Which is helpful if you’re getting chased by a sabertooth tiger but not if you’re just sitting at your desk.

In terms of “banishing stress for good,” the CNN article said that when you’re stressed out your brain secretes the “fight or flight” stress hormone called cortisol. Cortisol is very helpful if you’re getting chased by a sabertooth tiger and need to run for the hills but if you’re sitting quietly at your desk (with no tigers in sight) and your cortisol levels are still elevated, it can cause problems (like heart disease, diabetes, and hypertension).

The solution for this appears to be hitting the track, pumping some iron, or punching the heck out of the heavy bag. All of these activities are thought of as something called “controlled stress,” which actually sharpens your brain’s stress response, helping you turn stress off and on at more appropriate times.

And finally CNN addressed the “aging with grace” factor by pointing out that older adults who exercise actually have larger brain volumes than those who don’t, according to a 2006 University of Illinois study. In that study, sedentary volunteers aged 60 through 79 participated in a six-month exercise program that met three times each week. Half of the volunteers did aerobic exercises such as walking (again with the walking) and the other half did stretching and toning exercises. At the conclusion of the study, the aerobic exercise group showed greater increases in brain volume when compared to participants who did toning and stretching exercises.

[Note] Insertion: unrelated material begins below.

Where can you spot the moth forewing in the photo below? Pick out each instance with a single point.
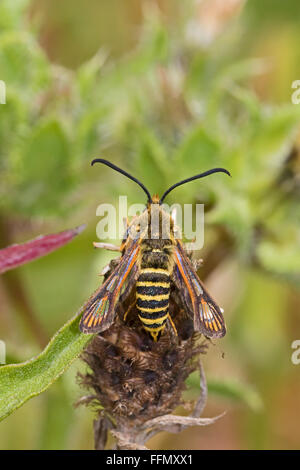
(207, 316)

The icing on the cake? The hippocampus (which is associated with memory and learning) which usually shrinks with age, is larger in people who are gettin’ down with their bad selves! Now, this is unlikely to make you smarter but it will certainly help you remember the important stuff. If you have ever watched an aging loved one start to forget more and more of their former life and their family, you’ll know that this is an excellent reason to get fit – starting now!


How Does This Work?

Increased blood flow to the brain, surges of growth hormones, and massive expansion of the brain’s network of blood vessels.

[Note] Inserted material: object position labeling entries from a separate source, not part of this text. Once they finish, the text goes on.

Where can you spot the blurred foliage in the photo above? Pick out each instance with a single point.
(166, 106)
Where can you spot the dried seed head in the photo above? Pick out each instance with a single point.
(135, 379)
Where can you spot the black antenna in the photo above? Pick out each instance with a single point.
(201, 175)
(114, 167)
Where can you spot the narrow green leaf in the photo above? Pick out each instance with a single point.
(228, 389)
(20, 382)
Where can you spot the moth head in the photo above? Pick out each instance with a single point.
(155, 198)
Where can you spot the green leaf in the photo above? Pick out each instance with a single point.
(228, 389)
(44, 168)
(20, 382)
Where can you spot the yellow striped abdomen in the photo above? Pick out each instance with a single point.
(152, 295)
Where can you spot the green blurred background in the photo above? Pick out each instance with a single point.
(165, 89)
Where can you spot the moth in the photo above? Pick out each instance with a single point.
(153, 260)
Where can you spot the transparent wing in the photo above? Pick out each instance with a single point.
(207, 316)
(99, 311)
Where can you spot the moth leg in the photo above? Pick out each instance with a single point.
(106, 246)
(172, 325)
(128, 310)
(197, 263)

Researchers are still working on the why and the how and are trying to determine the critical factors that make exercise so good for the brain but the focus seems to be on: increased blood flow to the brain, surges of growth hormones, and massive expansion of the brain’s network of blood vessels.

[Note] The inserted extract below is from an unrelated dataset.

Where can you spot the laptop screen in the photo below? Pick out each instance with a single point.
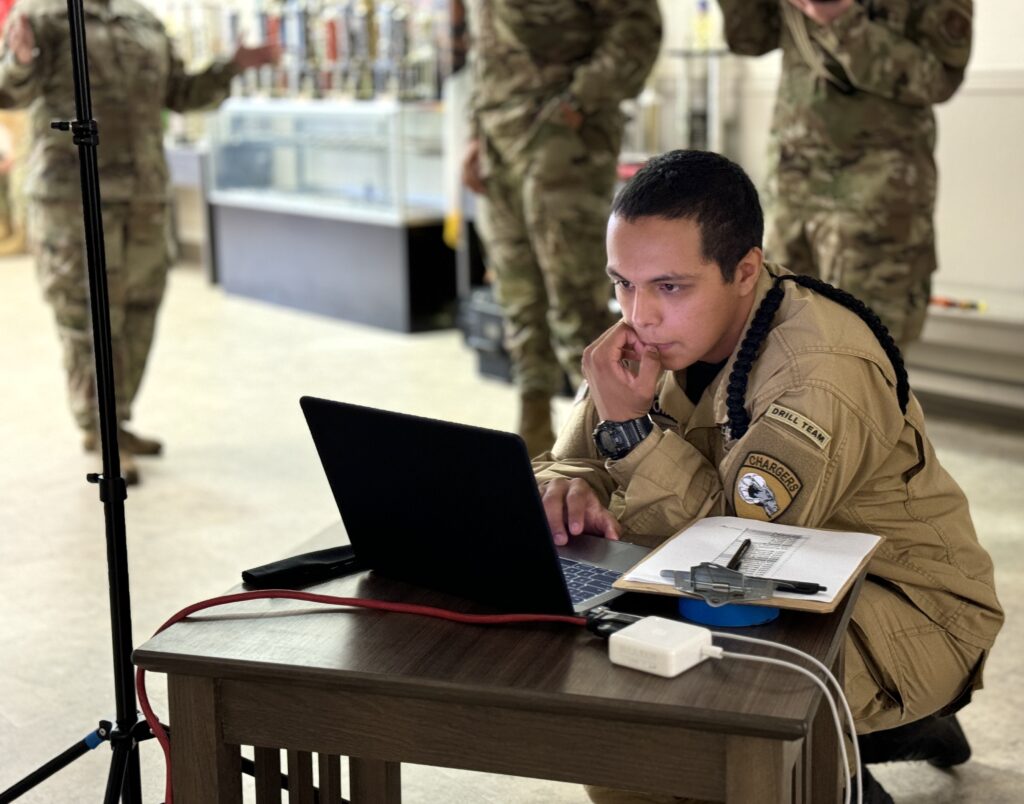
(439, 504)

Neuroscientists have known since that 1999 study that brain-derived neurotrophic factor (BDNF) is released during aerobic exercise and that stimulates neurogenesis (the growth of new neurons) but more recently scientists have honed in on an exercise activated hormone called Irisin. And I gotta say, if you need one more reason to get fit, you can add Irisin to your list. In 2012 scientists discovered that Irisin has the ability to help maintain healthy body weight, improve cognition, and slow the aging process. Now that is a trifecta that I can get on board with.

So, after listing all of these factors, we can see that the cognitive benefits are nearly as impressive as the physical benefits of exercise. This also reminds us that our brains and bodies don’t operate in isolation, independent of each other. What you do with your body and what we put in our body, benefits or harms your mental faculties as much as it adds or subtracts girth from your biceps or your ability to run a 10-minute mile. Being sedentary all day, every day, is as dangerous for your waistline as it is for your mind. So, don’t wait. Find an activity and do it. Or, as we learned again and again today, just go for a walk.